Putin’s Man Isn’t the Only Candidate Who Matters at Interpol

COMMENTARY Global Politics

Putin’s Man Isn’t the Only Candidate Who Matters at Interpol

Nov 26, 2018 3 min read
COMMENTARY BY
Ted R. Bromund, Ph.D.

Senior Research Fellow, Margaret Thatcher Center for Freedom

Ted Bromund studies Anglo-American relations, U.S. relations with Europe and the EU, and the U.S.’s leadership role in the world.

Key Takeaways

The General Assembly is Interpol’s supreme authority.

The significance of elections to the Committee is often overlooked.

An Interpol led by Vladimir Putin would be a bad and dangerous thing.

Understandably, all of the press coverage of this week’s meeting of the Interpol General Assembly in Dubai has focused on the possibility that Vladimir Putin’s candidate, Russian abuser-in-chief Alexander Prokopchuk, will be elected the next President of Interpol. But that’s not the only election that matters.

The General Assembly is Interpol’s supreme authority. There is no Interpol equivalent of the U.N.’s Security Council. But Interpol does have an Executive Committee. The Committee is composed of four Vice-Presidents and eight Delegates, all from different countries and representing Interpol’s four regions of Africa, the Americas, Asia, and Europe.

This week, the General Assembly will be electing a new Asian Vice-President, two Delegates from the Americas, one from Asia, one from Africa, and one from Europe.

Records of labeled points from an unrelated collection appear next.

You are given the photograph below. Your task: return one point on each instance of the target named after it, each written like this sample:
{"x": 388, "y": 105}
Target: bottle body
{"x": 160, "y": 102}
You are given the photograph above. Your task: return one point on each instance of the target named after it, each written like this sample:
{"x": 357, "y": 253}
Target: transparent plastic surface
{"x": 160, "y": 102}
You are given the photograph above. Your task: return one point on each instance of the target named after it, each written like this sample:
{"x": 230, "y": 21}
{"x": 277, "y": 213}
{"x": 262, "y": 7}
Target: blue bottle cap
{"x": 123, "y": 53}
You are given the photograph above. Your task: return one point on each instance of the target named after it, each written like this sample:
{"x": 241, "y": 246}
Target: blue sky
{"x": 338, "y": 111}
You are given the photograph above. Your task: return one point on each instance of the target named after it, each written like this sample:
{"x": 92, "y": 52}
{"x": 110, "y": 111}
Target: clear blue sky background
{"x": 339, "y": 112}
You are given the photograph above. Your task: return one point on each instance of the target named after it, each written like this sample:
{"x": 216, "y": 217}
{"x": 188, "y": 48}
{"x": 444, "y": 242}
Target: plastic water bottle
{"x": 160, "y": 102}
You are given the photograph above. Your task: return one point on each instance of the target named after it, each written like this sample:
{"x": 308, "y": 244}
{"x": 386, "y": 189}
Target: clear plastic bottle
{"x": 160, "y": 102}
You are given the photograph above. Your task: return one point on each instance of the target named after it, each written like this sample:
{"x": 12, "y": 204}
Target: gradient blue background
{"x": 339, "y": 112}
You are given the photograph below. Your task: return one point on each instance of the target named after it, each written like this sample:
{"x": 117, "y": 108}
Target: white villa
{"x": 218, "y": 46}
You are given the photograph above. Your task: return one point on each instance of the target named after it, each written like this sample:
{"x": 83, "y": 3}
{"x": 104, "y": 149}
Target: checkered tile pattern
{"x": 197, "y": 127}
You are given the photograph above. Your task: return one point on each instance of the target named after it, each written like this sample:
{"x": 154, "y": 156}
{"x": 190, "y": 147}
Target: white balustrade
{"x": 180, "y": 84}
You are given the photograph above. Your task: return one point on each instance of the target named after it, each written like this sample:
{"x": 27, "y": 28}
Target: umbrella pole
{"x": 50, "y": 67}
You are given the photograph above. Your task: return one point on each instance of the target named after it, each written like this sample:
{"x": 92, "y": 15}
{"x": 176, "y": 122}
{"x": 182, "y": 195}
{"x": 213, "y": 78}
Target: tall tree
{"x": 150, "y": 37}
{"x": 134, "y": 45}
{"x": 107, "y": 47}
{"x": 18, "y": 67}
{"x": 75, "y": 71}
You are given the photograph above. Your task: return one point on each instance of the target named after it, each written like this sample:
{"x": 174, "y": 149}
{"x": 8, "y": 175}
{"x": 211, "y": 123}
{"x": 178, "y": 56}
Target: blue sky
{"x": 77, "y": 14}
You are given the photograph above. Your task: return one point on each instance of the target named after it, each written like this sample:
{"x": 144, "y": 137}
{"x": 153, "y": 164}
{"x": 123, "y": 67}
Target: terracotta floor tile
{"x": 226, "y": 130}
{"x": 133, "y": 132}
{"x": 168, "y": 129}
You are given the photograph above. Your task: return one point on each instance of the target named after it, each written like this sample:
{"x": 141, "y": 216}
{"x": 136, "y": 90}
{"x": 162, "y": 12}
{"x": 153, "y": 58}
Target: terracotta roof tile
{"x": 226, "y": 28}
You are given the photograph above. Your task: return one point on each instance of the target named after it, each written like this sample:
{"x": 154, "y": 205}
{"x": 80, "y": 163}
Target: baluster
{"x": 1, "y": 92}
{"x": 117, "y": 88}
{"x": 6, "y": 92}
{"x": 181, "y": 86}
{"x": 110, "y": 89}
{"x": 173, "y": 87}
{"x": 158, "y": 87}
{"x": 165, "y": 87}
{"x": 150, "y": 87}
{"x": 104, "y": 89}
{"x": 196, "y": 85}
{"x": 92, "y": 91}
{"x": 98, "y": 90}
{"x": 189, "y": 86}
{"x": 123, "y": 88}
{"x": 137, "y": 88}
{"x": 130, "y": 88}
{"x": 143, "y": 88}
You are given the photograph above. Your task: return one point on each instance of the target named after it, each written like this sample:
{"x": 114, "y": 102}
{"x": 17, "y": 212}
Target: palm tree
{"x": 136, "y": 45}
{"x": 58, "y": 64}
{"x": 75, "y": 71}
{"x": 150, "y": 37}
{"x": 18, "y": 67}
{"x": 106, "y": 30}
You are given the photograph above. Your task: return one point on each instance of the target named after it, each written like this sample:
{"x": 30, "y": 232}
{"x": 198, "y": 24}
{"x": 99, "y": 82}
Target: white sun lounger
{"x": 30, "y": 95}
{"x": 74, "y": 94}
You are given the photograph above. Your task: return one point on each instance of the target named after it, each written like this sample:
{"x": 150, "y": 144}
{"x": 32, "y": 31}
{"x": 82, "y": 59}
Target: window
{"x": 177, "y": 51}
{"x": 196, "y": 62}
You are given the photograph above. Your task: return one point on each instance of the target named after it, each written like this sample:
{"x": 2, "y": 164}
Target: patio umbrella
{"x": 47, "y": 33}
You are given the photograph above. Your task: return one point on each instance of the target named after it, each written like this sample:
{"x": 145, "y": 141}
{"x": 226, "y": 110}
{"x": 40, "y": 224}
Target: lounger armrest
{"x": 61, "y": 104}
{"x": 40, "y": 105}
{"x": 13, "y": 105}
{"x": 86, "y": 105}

Unfortunately, of the five Delegates rotating off the Committee, four are from democratic or Western-aligned nations (the U.S., Canada, Singapore, and Belgium)—and South Korea’s Kim Jong Yang, the acting President of Interpol and former Vice-President for Asia, must also be replaced.

The remaining six seats on the Committee are held by three non-democracies (Russia, Algeria, and Moldova), two weak or corrupt democracies (Brazil and Nigeria), and France. If Prokopchuk of Russia wins the Presidency, his seat will also have to be filled.

The bottom line is that, if things go very badly, Interpol’s Committee could be led by a Russian and all but one of its seats could be filled by weak democracies or dictatorships, with France as the only remaining democracy. That outcome seems unlikely — but then, a week ago, few people would have imagined a Russian might be elected Interpol’s President.

The significance of elections to the Committee is often overlooked. But they show which way the wind is blowing, and the next president of Interpol is likely to be drawn from the Committee.

When Meng Hongwei, the Chinese secret policeman and now former President of Interpol, was elected in 2016, commentators were rightly outraged. But almost no one — with one or two exceptions — paid any attention to the election of Prokopchuk to the Executive Committee. In 2016, I wrote:

In a way, the election of Prokopchuk is even worse than that of Hongwei, for Russia is an even more grotesque abuser of Interpol than China. It has repeatedly sought to use Interpol against investors it has robbed, and dissidents who dared to stand up to Vladimir Putin’s thuggish, thieving regime. . . .

Prokopchuk, as the man who leads Russia’s liaison with Interpol, is personally responsible for the abuse. No one in the world had more direct responsibility to stop it. Instead, he facilitated the abuse, and he has been rewarded with a position of power in the organization he perverted.

It’s hard to know how much damage Prokopchuk could do as President of Interpol. The organization is opaque, and the President has few formal responsibilities. But with a supportive Executive Committee behind him, Prokopchuk — in other words, Putin — would have a lot more power than he would alone.

For example, the Committee sets the General Assembly’s agenda. Of course, in theory, the Assembly can override the Committee’s decision. But in practice, it will be very hard to put any reforms before the Assembly if the Committee opposes them.

Or, if the Committee wants to ask the Assembly to decide that a particularly controversial Red Notice request — such as Russia’s harassment of Bill Browder, for example — is legitimate, it has that power. If the Assembly votes as the Committee suggests, this bypasses all of Interpol’s rules. If autocracies run the Committee, Prokopchuk would be a lot closer to having operational control of Interpol.

Electing Prokopchuk would be an indefensible, foolish, and self-destructive decision. But even though the symbolism of the votes on the Committee’s new members is less significant, it matters just as much if not more when it comes to the substance of Interpol’s governance.

An Interpol led by Vladimir Putin would be a bad and dangerous thing. But an Interpol led by Vladimir Putin backed by a compliant Executive Committee would be far, far worse.